Francesco Varanini Scrittura, SUR

Pubblichiamo oggi la seconda parte del lungo saggio di Francesco Varanini dedicato allo stile “Nobel-marqueziano”, ricordando che è tratto dal suo libro Viaggio letterario in America latina (Marsilio 1998, Ipoc Press 2010) e che è stato adattato per la pubblicazione sul blog.

La incredibile e triste storia della Guayaba senza più profumo e dello scrittore ormai senza cuore

Guida allo stile Nobel-marqueziano attraverso esempi tratti da El general en su laberinto

di Francesco Varanini

Regola n.1, ovvero L’estetica del tocco in più

La prima cosa che deve apprendere l’aspirante scrittore nobel-marqueziano è questa: essere ridondante ed enfatico, cercare il ghirigoro esornativo, il vezzo.

In battello sul fiume, di fronte a una situazione di pericolo Simón Bolívar, pur prostrato dalla malattia, pur inesperto di navigazione, interviene a correggere un ordine sbagliato del capitano. Per descrivere la scena queste parole sembrano già troppe. Eppure attorno al gesto autorevole del Libertador Márquez riesce a imbastire due righe traboccanti di istinti che trascinano, di Eroi che si fanno strada tra il vento e la pioggia, di orli dell’abisso sfiorati.

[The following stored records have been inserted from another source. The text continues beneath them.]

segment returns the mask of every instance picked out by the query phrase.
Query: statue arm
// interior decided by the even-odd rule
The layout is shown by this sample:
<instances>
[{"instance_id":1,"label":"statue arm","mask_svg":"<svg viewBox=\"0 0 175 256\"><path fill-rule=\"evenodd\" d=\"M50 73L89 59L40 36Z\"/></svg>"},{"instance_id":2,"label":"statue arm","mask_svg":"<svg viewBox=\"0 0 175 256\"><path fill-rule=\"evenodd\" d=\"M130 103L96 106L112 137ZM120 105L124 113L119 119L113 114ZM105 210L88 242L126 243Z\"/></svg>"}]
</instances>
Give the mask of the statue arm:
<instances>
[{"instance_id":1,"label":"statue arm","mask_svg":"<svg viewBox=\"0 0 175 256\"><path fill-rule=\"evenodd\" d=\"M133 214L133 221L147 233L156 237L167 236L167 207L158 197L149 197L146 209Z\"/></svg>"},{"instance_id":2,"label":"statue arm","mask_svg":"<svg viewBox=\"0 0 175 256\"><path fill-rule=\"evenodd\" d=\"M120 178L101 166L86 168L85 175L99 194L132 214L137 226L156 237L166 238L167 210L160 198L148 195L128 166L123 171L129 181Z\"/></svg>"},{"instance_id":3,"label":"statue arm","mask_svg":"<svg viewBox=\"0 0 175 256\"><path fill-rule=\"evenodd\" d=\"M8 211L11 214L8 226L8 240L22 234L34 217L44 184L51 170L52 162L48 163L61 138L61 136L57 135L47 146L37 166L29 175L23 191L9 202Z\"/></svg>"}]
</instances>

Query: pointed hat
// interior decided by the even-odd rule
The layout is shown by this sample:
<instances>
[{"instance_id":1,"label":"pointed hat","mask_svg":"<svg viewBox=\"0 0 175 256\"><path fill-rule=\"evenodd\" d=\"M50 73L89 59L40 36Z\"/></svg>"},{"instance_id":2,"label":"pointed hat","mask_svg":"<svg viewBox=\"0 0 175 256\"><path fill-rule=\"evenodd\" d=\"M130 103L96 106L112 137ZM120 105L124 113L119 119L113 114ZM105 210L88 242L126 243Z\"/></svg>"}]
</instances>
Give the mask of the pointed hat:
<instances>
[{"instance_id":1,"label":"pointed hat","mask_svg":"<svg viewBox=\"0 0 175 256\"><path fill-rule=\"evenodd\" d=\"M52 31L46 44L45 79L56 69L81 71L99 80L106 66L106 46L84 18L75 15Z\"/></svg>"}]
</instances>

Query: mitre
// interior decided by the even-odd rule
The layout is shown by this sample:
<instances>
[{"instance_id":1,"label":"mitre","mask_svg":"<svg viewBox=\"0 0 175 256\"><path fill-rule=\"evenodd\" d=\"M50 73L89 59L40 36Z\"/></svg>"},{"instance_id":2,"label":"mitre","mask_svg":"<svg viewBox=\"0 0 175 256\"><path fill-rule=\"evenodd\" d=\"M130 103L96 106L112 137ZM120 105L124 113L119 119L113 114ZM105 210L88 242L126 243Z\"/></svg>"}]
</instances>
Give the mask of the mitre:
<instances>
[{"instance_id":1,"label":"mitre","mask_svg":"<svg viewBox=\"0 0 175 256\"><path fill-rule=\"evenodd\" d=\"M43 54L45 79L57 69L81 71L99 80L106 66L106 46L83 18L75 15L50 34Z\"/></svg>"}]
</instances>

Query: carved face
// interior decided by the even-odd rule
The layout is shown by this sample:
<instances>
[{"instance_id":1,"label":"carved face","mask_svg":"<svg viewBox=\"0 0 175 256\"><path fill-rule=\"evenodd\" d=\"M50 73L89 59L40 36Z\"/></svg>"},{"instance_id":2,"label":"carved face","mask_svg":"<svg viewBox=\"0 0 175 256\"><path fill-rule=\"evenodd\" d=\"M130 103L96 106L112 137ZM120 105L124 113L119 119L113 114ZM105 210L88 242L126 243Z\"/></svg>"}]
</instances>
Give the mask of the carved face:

Il maestro, infatti, rende così la scena: Allora si lasciò trascinare dall’istinto, si fece strada tra il vento e la pioggia, e si oppose all’ordine del capitano sull’orlo dell’abisso. L’enfasi è lo scheletro della frase, l’aggettivazione è posta al centro dell’attenzione. Il cerimoniale è untuoso; la conversazione dispersiva; i lamenti amari; il danno grave; la carrozza sgangherata. L’artistocrazia è regressiva; gli indios taciturni; il corteo a cavallo allegro; le stradicciole fangose; il calore mortale; i canneti vasti; il sentiero profumato; la savana splendida; i salici sconsolati. Il gruppo degli amici è, naturalmente, selezionato, l’amicizia grande e vecchia, ed è un sentimento sviscerato, così come è sviscerato un lamento. Le mandrie di cavalli sono magnifiche, i cavalli sono epici, leggiadri, avvenenti (come una donna), e corrono in libertà. Il paraggio può essere tenebroso, come tenebrosa è la notte. E notti scalmanate, notti libertine, notti babiloniche, notti segrete e fresche, notti interminabili nelle quali tutto potrebbe capitare.

L’importante è che l’aggettivo ci sia. Poco importa se è sempre lo stesso, se è gratuito o banale: l’effetto, almeno quello sonoro, è assicurato ugualmente.

È sorprendente l’impressione, ma lo è anche il ruggito. È radiante il cranio a causa della calvizie totale, ma sono radianti anche le voci degli schiavi, così come è radiante il sole ed è immensa e radiante la notte. I tramonti sono, com’è noto, fugaci, ma possono esserlo anche gli svenimenti. Le schiave di Manuelita Sáenz – una fra le tante donne che furono al fianco di Bolivar, sicuramente quella dotata della personalità più forte – sono guerriere e immortali; immortale è anche la blenorragia.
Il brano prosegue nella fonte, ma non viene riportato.